Move over Costco

Joy

Stores like BJ's and Costco have brought to many present-day Brooklynites an irresistible combination of consumer emotions, making us feel simultaneously rich and frugal by allowing us to cram our tiny New York City dwellings with discounted consumer goods.  For maybe seventy percent of the regular price, plus the price of your annual membership, you can lay up industrial quantities of frozen cod fillets, kitchen towels, and bottles of detergent so large you can barely lift them. You can buy two dozen eggs at once and watch them ageing in the refrigerator for the next month; you can stuff your freezer with so much frozen quiche that no real man would set foot within a mile of your apartment, and you can set your heart all aflutter carrying 40lb bags of dogfood up four flights of stairs. 

Come and get it wholsale!--Groceries and daity products are offered at wholesale prices in food club plan by Gertzog's 1794 Sheepshead Bay Road, first borough store to initiate co-operative buying on a weekly fee basis...Boris Edelman, co-owner of store, signed up 200 members in first three days. Brooklyn Daily Eagle Dec 9, 1947

Needless to say, such notions have been in the air in Brooklyn for a long time. The first food club in the borough, according to an Eagle article dated December 7, 1947, was started at the Gertzog dairy and grocery store, 1294 Sheepshead Bay Road. Part-owner of the store Boris Edelman said, "Women came here and they didn't have enough money to buy the things their families needed." Borrowing an idea from a Philadelphia butcher, he charged a $1.25 weekly fee and sold food items at wholesale prices.  According to his reckoning, he needed at least 350 members in order to turn a profit.
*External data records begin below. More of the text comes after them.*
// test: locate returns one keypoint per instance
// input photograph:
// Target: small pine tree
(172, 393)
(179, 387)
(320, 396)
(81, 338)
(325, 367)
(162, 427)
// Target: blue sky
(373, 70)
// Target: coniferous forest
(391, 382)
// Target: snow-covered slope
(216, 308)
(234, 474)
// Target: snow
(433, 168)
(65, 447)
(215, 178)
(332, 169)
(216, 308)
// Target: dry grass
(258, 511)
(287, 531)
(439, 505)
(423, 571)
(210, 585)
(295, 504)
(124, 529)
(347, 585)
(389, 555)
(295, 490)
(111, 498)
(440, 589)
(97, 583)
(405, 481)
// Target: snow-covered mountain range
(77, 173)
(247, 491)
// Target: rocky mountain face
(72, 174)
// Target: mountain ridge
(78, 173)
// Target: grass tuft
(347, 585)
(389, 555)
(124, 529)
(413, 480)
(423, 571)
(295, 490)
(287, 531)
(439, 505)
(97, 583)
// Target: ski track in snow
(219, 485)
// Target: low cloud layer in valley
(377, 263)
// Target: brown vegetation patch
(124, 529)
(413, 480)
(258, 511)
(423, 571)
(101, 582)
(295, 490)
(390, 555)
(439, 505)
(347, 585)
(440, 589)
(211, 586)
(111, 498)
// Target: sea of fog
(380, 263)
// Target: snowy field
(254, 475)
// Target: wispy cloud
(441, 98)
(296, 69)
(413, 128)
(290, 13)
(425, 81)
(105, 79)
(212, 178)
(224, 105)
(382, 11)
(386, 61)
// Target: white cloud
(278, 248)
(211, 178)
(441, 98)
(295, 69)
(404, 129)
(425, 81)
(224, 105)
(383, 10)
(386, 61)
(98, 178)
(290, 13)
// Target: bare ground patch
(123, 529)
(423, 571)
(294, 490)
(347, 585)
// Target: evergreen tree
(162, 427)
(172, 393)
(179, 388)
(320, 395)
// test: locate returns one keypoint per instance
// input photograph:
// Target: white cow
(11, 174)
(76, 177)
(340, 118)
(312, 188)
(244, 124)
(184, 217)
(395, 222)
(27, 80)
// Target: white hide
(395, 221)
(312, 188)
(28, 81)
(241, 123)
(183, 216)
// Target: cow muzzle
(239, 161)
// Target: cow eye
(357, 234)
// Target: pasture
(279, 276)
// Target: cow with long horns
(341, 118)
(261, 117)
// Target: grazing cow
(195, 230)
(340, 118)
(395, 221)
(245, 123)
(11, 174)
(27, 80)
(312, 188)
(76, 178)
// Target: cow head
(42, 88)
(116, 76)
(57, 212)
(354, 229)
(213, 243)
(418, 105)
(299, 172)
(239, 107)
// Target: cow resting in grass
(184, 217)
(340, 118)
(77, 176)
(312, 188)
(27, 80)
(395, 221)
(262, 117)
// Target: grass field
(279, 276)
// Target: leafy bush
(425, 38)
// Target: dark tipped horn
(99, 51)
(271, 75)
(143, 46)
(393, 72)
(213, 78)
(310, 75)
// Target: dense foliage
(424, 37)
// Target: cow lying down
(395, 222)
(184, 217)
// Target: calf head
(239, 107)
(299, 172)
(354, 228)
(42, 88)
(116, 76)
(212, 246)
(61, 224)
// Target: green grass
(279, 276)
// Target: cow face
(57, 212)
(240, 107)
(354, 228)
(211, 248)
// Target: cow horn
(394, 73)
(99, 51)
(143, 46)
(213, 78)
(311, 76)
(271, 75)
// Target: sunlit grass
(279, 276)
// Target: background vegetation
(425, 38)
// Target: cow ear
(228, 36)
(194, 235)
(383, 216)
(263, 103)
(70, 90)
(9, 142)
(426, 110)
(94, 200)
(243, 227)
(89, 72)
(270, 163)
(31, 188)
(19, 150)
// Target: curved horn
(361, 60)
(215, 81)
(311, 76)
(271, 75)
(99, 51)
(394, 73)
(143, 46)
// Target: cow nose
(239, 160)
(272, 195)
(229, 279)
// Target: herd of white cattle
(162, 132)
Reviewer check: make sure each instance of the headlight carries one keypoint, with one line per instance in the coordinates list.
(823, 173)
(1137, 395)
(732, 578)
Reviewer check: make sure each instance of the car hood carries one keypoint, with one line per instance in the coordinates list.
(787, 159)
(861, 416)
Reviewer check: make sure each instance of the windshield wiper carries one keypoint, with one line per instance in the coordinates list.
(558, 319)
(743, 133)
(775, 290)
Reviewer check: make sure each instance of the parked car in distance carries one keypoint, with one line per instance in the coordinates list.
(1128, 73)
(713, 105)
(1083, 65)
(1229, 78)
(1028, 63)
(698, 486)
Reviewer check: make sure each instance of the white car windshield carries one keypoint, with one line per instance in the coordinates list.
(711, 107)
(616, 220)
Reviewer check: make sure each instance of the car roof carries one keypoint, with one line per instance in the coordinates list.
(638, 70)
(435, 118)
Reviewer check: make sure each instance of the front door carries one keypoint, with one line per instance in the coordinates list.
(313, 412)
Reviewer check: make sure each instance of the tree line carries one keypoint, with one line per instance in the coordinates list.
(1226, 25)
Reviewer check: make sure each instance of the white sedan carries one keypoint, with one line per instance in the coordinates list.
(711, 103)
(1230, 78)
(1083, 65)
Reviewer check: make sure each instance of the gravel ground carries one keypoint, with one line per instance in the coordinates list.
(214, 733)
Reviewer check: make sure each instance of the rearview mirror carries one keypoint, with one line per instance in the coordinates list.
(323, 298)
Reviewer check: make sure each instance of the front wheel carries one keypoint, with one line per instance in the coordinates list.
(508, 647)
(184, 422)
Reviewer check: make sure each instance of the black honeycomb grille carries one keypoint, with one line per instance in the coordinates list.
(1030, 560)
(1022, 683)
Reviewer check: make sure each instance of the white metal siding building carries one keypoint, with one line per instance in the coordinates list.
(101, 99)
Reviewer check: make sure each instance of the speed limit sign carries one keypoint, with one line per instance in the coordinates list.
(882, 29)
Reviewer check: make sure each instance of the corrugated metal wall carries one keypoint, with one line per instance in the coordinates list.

Boris Edelman, part-owner Gertzog Dairy & Grocery Store, 1794 Sheepshead Bay Road.  Mrs Olga Capozucca of 1515 Emmons Ave signs for food club a co-op buying at wholesale prices.

But not everyone was eager to jump on board. One woman refused to believe she could actually save money through the club. Something of a showman, Edelman decided to test her. He said "I pulled a dollar bill out of my pocket and offered it to her for a dime. She refused to take it. 'What's the catch in it?' she wanted to know." 

 

This blog post reflects the opinions of the author and does not necessarily represent the views of Brooklyn Public Library.

 



Save the Slope

Fascinating story; thanks! Wonder what became of Mr Edelman's business? Another "catch" to the Costco model, besides the absurdly huge quantities that you note, is that it requires Brooklynites who shop there to maintain private automobiles with which to convey themselves and their goods to and from the few Costco stores in our borough. And this auto-centric shopping model imposes additional costs on *everyone* in the form of more congested streets, noise and air pollution... even if you never shop there!